DARLINGTON, S.C. — Darlington Raceway was the first Superspeedway of its kind, a tough grueling track that has demanded absolute focus and attention to detail at every turn from the very beginning.
In parallel, the Southern 500 was one of the first events to test the true power of man and machine. For some, it’s just another race, but to many others Darlington is about as classic as it gets in American auto racing.
As the 67th annual Bojangles Southern 500 approaches this Sunday, NASCAR once again pays homage to its past, with the stars of today nodding to the past with schemes and uniforms honoring the pioneers of yesteryear.
While the drivers and times might have changed, the goal has remained the same: win one of NASCAR’s crown jewels, the Southern 500.
With this year’s throwback race weekend on tap, here’s my ranking of the top-five most impactful moments in Southern 500 history.
HONORABLE MENTION: 2012 Bojangles’ Southern 500
In 2012, Hendrick Motorsports was looking to become the second team in NASCAR history to win 200 Sprint Cup races as an organization.
After so many close calls in the first 10 races of the season, then-five-time champion Jimmie Johnson broke through, starting second on the grid and leading 134 total laps en-route to his second Southern 500 victory and Hendrick Motorsports’ milestone 200th Cup Series win.
No. 5: 2015 Bojangles’ Southern 500:
There was magic in the air during last year’s Southern 500.
For the first time since 2004, the event was back on Labor Day weekend, where it had rested for its first 55 runnings. Because of the news, race teams and the speedway paid homage to the past history of NASCAR and Darlington Raceway with a massive throwback celebration.
With drivers racing paint schemes rich in NASCAR history and the airwaves again filled with the magical voices of Ken Squier and Ned Jarrett, the night was not only one to remember, it was one that brought back the passion of years and eras gone by.
In an effort to help the on-track performance, NASCAR also had a new aerodynamic package for the race. They introduced a low downforce package, creating less dependence on the body of the car and creating more input for the drivers to control.
The package and weekend, combined, created a total success and the nostalgia-filled weekend came to a close with three of NASCAR’s finest — Brad Keselowski, Kevin Harvick and Carl Edwards dueling for the win, with Edwards coming out on top and winning his first Southern 500 in a late-race dash for glory.
No. 4: 2011 Showtime Southern 500
The 2011 running of this racing classic was unlike anything the sport had ever seen before, with an unexpected winner and a rivalry boiling over characterizing the night.
Exiting turn four with five laps remaining, an intense battle between Kevin Harvick, Kyle Busch and Clint Bowyer ended in smoke. As Bowyer slammed the inside wall and brought out the caution, Busch (in frustration) turned Harvick back up into oncoming traffic.
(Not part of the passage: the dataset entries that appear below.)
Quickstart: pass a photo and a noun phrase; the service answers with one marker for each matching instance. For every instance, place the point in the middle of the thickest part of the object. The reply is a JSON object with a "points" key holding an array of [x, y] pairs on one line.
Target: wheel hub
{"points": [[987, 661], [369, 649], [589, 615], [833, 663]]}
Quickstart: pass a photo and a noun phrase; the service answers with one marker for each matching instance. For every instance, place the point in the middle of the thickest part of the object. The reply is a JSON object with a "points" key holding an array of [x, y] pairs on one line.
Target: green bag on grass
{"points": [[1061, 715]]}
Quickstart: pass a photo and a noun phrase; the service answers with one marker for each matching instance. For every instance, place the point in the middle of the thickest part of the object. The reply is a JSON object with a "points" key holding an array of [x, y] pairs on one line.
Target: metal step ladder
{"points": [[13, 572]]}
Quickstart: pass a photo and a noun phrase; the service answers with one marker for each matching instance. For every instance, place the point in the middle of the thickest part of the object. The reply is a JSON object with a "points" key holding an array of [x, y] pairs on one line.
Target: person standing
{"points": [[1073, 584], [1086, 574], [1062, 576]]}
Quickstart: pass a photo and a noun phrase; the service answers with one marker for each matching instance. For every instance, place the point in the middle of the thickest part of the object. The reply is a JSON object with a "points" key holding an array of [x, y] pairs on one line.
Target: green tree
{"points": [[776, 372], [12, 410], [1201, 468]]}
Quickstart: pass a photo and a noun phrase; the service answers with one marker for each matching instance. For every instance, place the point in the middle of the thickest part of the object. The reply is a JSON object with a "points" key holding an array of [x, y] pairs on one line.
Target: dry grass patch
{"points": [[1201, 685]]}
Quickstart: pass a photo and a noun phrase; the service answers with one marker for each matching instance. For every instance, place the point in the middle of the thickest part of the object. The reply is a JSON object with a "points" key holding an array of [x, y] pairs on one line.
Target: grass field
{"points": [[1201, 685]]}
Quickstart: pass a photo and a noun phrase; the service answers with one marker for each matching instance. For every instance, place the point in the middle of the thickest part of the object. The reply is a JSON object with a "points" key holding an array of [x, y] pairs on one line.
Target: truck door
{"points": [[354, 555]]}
Fuming at race’s end, Harvick hunted down Busch on the cool down lap to show his displeasure. The sequence would climax on pit lane as Harvick climbed from his car and tried to throw a punch at Busch, while Busch decided to drive away from the confrontation and pushed the No. 29 into the pit wall.
Meanwhile, the caution period gave way to one of the most stunning moments in Southern 500 history, as Carl Edwards was afforded one final shot to catch journeyman Regan Smith, who had taken two tires on his final pit stop in an effort to steal the win.
Driving for Furniture Row Racing, a small team based out of Denver, Colorado,Smith ultimately put he and his team in the history books by winning their first crown jewel and notching his first career Sprint Cup win with the run of his life — one of the biggest underdog moments in the event’s history.